For the week of July 10, 2006

From the 6th floor

A bit of a cool down this past weekend had people hauling out the long-sleeved sweatshirts. A low pressure system moved through, bringing with it rain and clouds. Forecasters call for a warm-up by the end of this week. All in all, a relatively normal Upper Michigan summer to this point.

Northern Michigan University Alumni Association Board of Directors meets

The NMU Alumni Association Board of Directors held its summer meeting on the campus of NMU, June 23rd. Among items on the board's agenda; adopting an Alumni Constituency Policy, finalizing the details on new activities for Homecoming 2006; and initiating new Alumni Association membership benefits. You'll hear much more about these action items in the coming months. See our latest membership benefit below!

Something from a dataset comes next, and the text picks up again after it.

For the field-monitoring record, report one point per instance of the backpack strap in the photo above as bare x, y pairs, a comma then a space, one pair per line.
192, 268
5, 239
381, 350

Charbonneau '02 joins NMU Alumni Association staff

Maryellen "Mel" (Poutanen) Charbonneau '02 has been hired as Assistant Director of Alumni Operations at NMU. Mel is responsible for managing membership and other revenue-generating programs such as the NMU license plate, the affinity credit card program, alumni travel and merchandising. Before joining NMU, Mel worked for the University of Wisconsin-Madison School of Business as an outreach specialist. Prior to working at UW-Madison, she was a junior associate at a Madison-based communications firm. She is currently working on her master's degree in Political Communication from the University of Wisconin-Madison. Mel was a summa cum laude graduate of NMU with a bachelor's degree in Public Relations. While at NMU she was a member of the women's varsity basketball team, the Public Relations Student Society of American and was an active participant in the Washington Center Internship Program.
Mel can be reached at

Also new to the NMU Alumni Association staff, senior secretaries Erin Carlson and Julie Djupe.
Erin is responsible for managing the monetary aspects of the NMU Alumni Association. She handles the NMU Alumni Association's membership benefits and Free E-Mail for Life program. Before joining NMU, Erin was employed by the NICE Community Schools. She is currently a junior at Northern, working on a bachelor's degree in Marketing and Journalism.
Questions about your Alumni Association membership or E-mail for Life can be directed to Erin at
Julie handles all communications with the NMU Alumni Association Board of Directors and serves as the primary office contact for alumni events and activities. She provides coordination for the day-to-day administrative details of the office. Julie has 20 years of experience in higher education office administration, working at Michigan Tech, in athletics and human resources. You can contact Julie at

New benefit available to Alumni Association members

Working Advantage is a new member benefit that gives you access to exclusive discounts on movie tickets, movie rental coupons, ski tickets, theme park tickets, Broadway and family event tickets, hotel certificates, online shopping and more. If you are planning a family vacation, Working Advantage might be just the ticket!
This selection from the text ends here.